Domenico Lettiero, classe 83, co-founder lineapress.it giornale politico online indipendente, appassionato di politica, travel addicted ed amante della cultura.
1. Dalle piazze virtuali a quelle reali, come pensa che sia cambiato il mondo della comunicazione politica dall’avvento dei social media?
Dai giornali, alla radio, alla tv, ai social ogni evoluzione dei media è stata sempre usata dalla politica per avere una comunicazione sempre più pervasiva e presente nella vita dei cittadini. La differenza sostanziale tra i social e i vecchi mezzi di comunicazione è, però, la bidirezionalità. Un’arma a doppio taglio per il politico. Le vecchie piazze reali permettevano lo scambio bidirezionale, al netto dello spazio lasciato ai margini dei comizi per il confronto con la base, e il resto del confronto avveniva nei circoli, luoghi questi, però, ben definiti, con regole e comportamenti istituzionalizzati che i frequentatori conoscevano e riconoscevano.
I social e la virtualizzazione del confronto portano la bidirezionalità della comunicazione su un altro livello: chiunque può, in potenza, commentare e dire la sua su ogni cosa, in ogni situazione, in quasi totale mancanza di regole riconosciute e stabilite. Le conseguenze di questo anarchismo comunicativo, sommate alla graduale depoliticizzazione della società postideologica, hanno influito sulla comunicazione politica, e, di conseguenza, sulla politica in toto contribuendo in maniera netta alla spinta populista iniziata dal mezzo televisivo estremizzando il fenomeno, fenomeno autoalimentato, appunto, in senso bidirezionale tra il web e la poltica. Basti pensare all’alt right americana, nata sulla rete (dal famigerato 4chan) e cavalcata, poi, da Trump ed i suoi sodali. O al “nostro” Movimento 5 Stelle, al famoso blog di Grillo e al sogno della democrazia online diretta (dimostratasi poi, nel caso specifico, democrazia online eterodiretta).
2. Per lei, l’offline quanto è ancora utile in una campagna elettorale ed in che modo potrebbe aver senso strutturare una comunicazione che usi i media classici?

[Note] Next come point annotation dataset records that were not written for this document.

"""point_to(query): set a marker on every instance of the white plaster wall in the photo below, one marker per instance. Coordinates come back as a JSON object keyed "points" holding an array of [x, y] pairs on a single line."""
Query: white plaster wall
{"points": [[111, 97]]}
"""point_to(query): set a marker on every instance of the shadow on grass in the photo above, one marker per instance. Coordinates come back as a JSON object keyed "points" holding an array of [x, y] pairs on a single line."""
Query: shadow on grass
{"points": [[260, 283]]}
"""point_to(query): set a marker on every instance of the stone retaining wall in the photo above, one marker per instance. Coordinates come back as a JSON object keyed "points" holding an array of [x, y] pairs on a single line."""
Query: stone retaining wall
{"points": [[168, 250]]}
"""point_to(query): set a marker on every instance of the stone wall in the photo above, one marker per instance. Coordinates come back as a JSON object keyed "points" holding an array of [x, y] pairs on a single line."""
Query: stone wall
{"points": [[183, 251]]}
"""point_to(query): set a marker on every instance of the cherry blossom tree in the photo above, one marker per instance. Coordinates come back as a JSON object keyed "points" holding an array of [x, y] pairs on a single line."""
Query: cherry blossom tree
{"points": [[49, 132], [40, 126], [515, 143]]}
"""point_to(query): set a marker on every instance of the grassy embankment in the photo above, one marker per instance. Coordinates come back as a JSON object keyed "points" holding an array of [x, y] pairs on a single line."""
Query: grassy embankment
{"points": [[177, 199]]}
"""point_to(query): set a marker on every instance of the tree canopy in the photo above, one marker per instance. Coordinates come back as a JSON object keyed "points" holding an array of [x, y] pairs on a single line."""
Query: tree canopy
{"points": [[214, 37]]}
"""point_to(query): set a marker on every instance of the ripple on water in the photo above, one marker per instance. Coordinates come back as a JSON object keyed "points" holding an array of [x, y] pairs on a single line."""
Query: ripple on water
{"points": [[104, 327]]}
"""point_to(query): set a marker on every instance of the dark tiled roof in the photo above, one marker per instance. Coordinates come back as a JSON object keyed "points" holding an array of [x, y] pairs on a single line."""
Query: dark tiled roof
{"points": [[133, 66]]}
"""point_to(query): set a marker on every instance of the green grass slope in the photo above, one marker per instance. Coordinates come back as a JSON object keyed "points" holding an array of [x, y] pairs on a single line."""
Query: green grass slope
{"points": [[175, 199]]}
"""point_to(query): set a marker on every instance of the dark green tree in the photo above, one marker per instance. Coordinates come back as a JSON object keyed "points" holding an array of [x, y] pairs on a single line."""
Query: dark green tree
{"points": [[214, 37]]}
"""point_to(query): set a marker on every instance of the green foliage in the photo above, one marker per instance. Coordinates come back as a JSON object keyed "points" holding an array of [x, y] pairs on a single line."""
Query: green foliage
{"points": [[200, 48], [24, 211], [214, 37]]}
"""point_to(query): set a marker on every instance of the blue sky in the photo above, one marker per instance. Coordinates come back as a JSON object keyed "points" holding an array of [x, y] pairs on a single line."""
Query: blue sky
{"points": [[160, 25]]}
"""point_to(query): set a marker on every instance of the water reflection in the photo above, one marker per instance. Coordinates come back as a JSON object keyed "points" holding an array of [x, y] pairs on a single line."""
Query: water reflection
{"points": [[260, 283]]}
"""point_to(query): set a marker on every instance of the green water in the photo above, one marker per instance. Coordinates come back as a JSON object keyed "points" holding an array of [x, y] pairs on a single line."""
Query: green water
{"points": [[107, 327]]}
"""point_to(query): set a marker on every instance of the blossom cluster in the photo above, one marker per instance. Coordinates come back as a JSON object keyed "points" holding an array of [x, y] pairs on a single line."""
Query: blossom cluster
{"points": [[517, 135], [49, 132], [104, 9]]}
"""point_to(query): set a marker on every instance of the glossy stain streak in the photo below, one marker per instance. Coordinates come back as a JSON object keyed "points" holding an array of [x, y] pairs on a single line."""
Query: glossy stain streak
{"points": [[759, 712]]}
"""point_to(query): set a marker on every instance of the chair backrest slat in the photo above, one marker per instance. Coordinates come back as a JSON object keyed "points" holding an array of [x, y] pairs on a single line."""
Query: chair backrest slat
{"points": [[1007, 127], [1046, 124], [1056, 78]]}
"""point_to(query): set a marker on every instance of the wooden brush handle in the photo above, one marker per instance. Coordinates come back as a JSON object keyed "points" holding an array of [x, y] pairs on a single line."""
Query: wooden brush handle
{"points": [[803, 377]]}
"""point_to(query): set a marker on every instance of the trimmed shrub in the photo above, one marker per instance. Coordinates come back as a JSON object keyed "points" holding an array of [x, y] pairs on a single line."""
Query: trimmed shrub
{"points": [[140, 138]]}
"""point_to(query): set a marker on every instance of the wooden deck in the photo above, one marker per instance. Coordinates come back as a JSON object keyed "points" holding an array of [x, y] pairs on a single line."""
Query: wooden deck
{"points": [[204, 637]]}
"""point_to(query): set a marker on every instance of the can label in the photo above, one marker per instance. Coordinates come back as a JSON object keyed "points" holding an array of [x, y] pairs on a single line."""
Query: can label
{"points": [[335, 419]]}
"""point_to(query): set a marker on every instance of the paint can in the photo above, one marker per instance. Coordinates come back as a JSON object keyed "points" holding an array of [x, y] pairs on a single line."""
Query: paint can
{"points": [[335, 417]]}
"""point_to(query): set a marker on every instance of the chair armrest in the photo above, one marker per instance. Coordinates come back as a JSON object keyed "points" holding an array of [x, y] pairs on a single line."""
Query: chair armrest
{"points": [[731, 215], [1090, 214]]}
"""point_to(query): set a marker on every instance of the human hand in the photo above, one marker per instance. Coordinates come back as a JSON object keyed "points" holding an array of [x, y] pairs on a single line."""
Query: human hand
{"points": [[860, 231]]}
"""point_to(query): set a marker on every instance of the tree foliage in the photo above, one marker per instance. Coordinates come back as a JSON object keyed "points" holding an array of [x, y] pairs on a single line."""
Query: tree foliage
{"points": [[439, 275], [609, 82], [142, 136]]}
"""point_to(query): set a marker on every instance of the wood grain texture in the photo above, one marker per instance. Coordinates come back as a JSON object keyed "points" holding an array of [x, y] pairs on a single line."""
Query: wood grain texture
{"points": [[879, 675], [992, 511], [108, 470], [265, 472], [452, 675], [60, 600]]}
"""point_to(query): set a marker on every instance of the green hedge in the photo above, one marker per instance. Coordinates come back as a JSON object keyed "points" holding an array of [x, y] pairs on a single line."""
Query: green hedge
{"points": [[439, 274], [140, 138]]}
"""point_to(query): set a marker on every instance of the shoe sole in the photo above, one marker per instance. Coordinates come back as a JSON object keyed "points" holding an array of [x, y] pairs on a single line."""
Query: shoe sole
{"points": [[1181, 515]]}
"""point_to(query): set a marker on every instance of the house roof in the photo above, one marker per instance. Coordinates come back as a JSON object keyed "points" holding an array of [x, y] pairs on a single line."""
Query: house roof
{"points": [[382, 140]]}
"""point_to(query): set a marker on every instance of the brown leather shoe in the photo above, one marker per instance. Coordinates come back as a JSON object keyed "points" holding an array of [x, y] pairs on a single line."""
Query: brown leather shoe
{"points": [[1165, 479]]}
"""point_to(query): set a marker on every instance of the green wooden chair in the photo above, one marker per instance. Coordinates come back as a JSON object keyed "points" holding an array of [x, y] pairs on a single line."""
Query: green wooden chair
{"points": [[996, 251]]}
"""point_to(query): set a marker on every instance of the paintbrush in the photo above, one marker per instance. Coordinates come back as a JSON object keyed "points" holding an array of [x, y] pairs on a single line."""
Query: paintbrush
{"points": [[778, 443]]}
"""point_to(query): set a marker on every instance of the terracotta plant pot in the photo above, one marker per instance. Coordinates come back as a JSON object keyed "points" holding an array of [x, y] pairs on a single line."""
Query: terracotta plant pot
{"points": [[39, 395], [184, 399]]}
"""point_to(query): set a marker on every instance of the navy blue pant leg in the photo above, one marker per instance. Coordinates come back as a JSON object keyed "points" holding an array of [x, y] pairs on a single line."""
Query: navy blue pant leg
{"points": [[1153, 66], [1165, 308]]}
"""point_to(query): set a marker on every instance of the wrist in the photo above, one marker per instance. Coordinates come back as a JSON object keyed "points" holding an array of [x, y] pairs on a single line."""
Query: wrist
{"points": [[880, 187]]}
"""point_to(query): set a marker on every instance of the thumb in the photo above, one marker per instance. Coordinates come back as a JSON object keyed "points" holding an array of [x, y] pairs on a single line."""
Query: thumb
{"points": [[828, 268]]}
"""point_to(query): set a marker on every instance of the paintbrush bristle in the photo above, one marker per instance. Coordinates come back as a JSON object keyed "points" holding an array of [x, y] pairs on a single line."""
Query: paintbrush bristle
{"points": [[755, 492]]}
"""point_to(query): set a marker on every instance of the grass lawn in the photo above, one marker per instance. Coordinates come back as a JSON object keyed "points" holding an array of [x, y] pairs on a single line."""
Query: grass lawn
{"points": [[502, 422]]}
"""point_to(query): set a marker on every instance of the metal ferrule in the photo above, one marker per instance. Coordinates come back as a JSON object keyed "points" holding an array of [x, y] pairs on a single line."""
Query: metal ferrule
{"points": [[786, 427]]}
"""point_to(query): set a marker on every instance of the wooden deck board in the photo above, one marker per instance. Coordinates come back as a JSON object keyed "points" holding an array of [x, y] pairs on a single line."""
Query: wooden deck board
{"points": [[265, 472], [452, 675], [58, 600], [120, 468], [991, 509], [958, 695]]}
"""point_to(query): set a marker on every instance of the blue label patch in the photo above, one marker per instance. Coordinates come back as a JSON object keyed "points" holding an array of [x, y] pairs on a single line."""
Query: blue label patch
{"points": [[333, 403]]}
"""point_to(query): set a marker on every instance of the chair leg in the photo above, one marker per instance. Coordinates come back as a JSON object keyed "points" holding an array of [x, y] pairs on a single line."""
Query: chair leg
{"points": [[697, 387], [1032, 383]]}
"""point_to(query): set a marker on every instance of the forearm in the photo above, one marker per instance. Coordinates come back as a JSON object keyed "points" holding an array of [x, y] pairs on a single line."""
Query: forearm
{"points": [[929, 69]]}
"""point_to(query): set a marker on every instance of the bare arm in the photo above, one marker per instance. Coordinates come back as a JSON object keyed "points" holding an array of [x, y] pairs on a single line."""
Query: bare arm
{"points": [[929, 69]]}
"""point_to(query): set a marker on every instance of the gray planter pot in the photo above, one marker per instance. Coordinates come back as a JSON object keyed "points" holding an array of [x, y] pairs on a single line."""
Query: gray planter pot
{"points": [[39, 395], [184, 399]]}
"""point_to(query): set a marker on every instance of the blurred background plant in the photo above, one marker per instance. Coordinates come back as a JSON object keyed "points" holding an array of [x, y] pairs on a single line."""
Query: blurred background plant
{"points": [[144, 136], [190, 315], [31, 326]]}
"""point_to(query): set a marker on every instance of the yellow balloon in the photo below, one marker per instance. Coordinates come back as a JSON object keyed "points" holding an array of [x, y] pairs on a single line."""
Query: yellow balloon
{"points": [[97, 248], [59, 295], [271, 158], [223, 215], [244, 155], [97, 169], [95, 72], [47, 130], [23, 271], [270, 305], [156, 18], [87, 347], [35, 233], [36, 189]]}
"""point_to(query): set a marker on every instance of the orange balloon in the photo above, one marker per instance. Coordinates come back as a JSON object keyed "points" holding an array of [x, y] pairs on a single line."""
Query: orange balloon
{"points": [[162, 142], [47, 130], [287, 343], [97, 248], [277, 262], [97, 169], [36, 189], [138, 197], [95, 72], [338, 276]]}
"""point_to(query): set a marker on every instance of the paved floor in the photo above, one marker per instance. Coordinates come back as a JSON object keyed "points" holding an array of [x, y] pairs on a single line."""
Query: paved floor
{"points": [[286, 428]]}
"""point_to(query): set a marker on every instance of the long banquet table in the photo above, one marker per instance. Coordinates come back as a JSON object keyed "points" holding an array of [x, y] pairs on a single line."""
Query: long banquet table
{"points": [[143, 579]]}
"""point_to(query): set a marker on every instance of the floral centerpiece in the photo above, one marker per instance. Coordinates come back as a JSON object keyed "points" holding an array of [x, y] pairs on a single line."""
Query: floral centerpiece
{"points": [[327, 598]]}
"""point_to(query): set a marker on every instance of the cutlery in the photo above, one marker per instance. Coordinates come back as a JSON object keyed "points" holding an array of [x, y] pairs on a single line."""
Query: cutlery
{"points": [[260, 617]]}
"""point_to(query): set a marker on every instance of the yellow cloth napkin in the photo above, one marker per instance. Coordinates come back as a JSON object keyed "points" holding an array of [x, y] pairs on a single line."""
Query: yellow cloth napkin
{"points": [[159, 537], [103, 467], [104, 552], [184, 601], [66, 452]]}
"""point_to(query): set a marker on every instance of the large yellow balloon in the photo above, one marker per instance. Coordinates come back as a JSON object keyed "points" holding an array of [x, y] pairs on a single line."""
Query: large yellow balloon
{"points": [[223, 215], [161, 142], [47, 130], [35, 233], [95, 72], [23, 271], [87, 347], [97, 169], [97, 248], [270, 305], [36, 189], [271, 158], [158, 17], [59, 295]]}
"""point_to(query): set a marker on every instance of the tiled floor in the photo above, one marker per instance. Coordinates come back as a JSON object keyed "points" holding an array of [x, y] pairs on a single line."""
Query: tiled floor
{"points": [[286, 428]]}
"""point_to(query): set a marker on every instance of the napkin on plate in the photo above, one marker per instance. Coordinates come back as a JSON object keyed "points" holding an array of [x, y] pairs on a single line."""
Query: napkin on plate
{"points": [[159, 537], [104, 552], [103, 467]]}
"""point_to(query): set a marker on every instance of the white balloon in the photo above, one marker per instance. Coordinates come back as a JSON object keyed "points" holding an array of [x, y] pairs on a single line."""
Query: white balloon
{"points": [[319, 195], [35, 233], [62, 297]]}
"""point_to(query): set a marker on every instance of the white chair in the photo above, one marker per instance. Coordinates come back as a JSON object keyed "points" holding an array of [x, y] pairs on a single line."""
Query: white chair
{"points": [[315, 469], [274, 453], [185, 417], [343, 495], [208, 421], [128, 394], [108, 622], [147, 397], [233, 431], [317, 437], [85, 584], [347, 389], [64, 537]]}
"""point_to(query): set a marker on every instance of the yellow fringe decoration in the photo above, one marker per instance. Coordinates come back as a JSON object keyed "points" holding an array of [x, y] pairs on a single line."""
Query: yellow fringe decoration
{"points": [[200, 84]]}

Usare i media classici, oggi, però, è un percorso difficilmente percorribile, le proprietà dei giornali più diffusi sono nelle mani di pochi gruppi imprenditoriali che hanno interessi economici e politici simili e difficilmente permeabili al di fuori dell’establishment, le tv private idem, la tv pubblica propone sempre meno spazi (quasi inesistenti) per tribune politiche. E anche per semplici opinioni politicizzate o politicizzabili (in questo le polemiche dell’ultimo Sanremo fanno da cartina tornasole). Resta la piazza, restano le lotte sul territorio, restano i luoghi di lavoro e di produzione, restano i luoghi reali. Una politica che voglia essere offline, oggi, non può prescindere dal confronto fisico e diretto sia con le persone che, soprattutto, con i loro bisogni.
3. Pensa che davvero i new media possano far sì che proposte dal basso vengano recepite dall’alto – quindi dal candidato, dal governante – e siano in grado di influenzare eventualmente l’agenda politica?
Mettere ordine nell’anarchismo del web, superare le piattaforme social private, trovare i modi per avere un canale diretto che possa davvero portare ad una comunicazione bidirezionale sana e costruttiva. Questi dovrebbero essere gli obiettivi per rendere davvero possibile uno scambio dal basso verso l’alto, dal cittadino al candidato e al governante. Fino a quando si passerà attraverso gli attuali social si dovrà sottostare a regole imposte altrove e non sempre chiare (la censura di Meta è ondivaga e incerta come il mare in tempesta, per esempio), si avrà il limite di non poter individuare con certezza l’interlocutore (il famoso fenomeno dei fake e dei bot), e il tutto sarà esacerbato appena l’intelligenza artificiale diverrà più user friendly (non si riuscirà, molto probabilmente, nemmeno a distinguere tra uomo e macchina dietro al profilo social).
Il confronto reale, però, non basta, e la comunicazione politica, nonostante i limiti sopra evidenziati, non può prescindere da questo media.
L’unica via percorribile è usarlo nel migliore dei modi possibili, non precindendo dai luoghi reali. Portare le lotte e i risultati di tali lotte dal reale al virtuale per arrivare a tutti quelli che in piazza non c’erano.
Il metodo comunicativo della Ocasio-Cortez è, a mio parere, un esempio in questo senso.